Classifying Fano 4-folds with a rational fibration onto a 3-fold

We study smooth, complex Fano 4-folds X with a rational contraction onto a 3-fold, namely a rational map X-->Y that factors as a sequence of flips X-->X' followed by a surjective morphism X'->Y with connected fibers, where Y is normal, projective, and dim Y=3. We show that if X has a rational contraction onto a 3-fold and X is not a product of del Pezzo surfaces, then the Picard number rho(X) of X is at most 9; this bound is sharp.
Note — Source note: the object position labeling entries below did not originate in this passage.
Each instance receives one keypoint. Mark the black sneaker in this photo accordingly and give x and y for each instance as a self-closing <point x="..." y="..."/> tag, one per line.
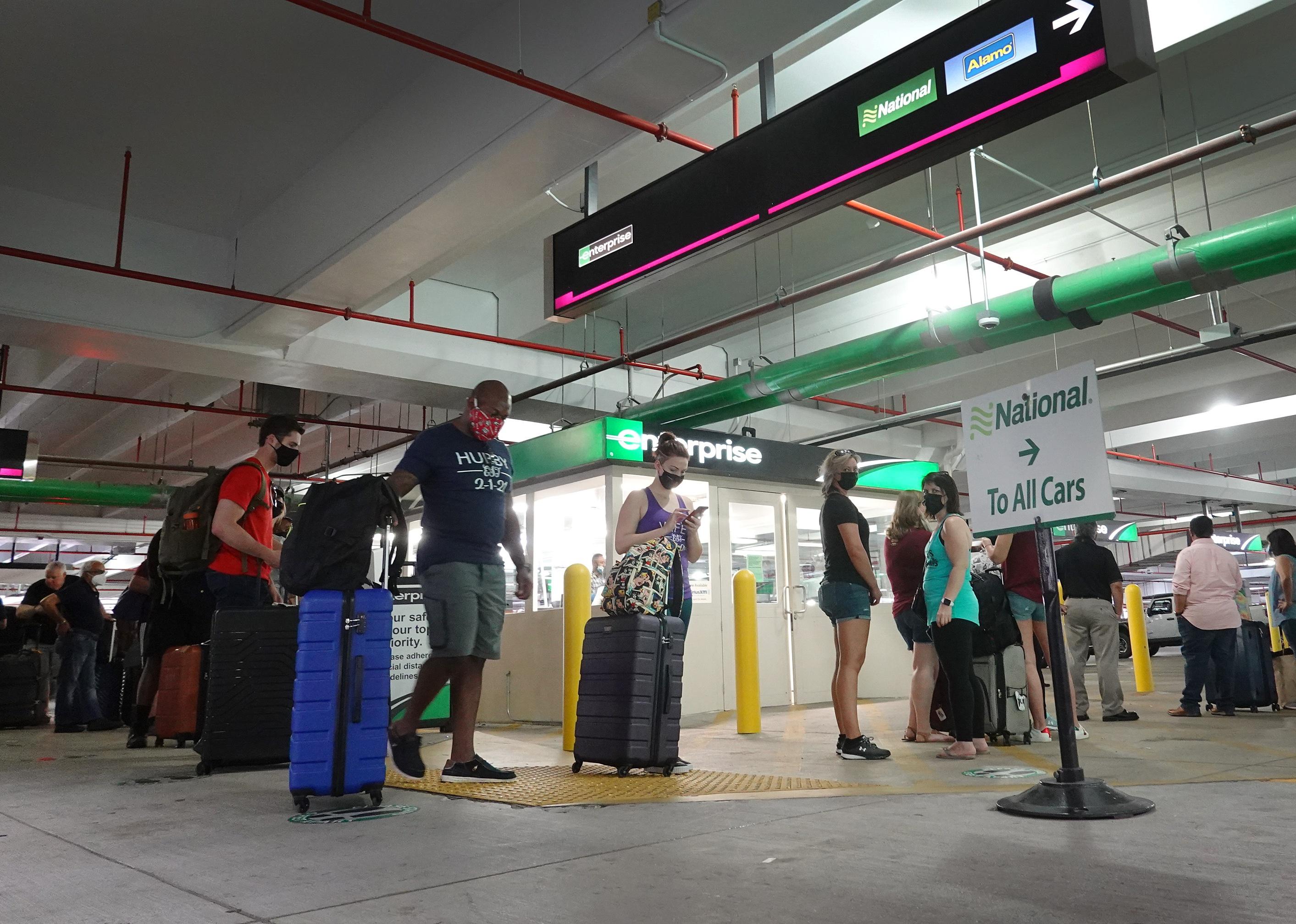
<point x="405" y="753"/>
<point x="476" y="771"/>
<point x="862" y="749"/>
<point x="676" y="769"/>
<point x="138" y="739"/>
<point x="1123" y="716"/>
As an application, we show that every Fano 4-fold X with rho(X)=12 is isomorphic to a product of surfaces, thus improving the result by the first named author that shows the same for rho(X)>12. We also give a classification result for Fano 4-folds X, not products of surfaces, having a "special" rational contraction X-->Y with dim Y=3, rho(X)-rho(Y)=2, and rho(X)>6; we show that there are only three possible families. Then we prove that the first family exists if rho(X)=7, and that the second family exists if and only if rho(X)=7. This provides the first examples of Fano 4-folds with rho(X)>6 different from products of del Pezzo surfaces and from the Fano models of the blow-up of P^4 in points. We also construct three new families with rho(X)=6. Finally we show that if a Fano 4-fold X has Lefschetz defect delta(X)=2, then rho(X) is at most 6; this bound is again sharp.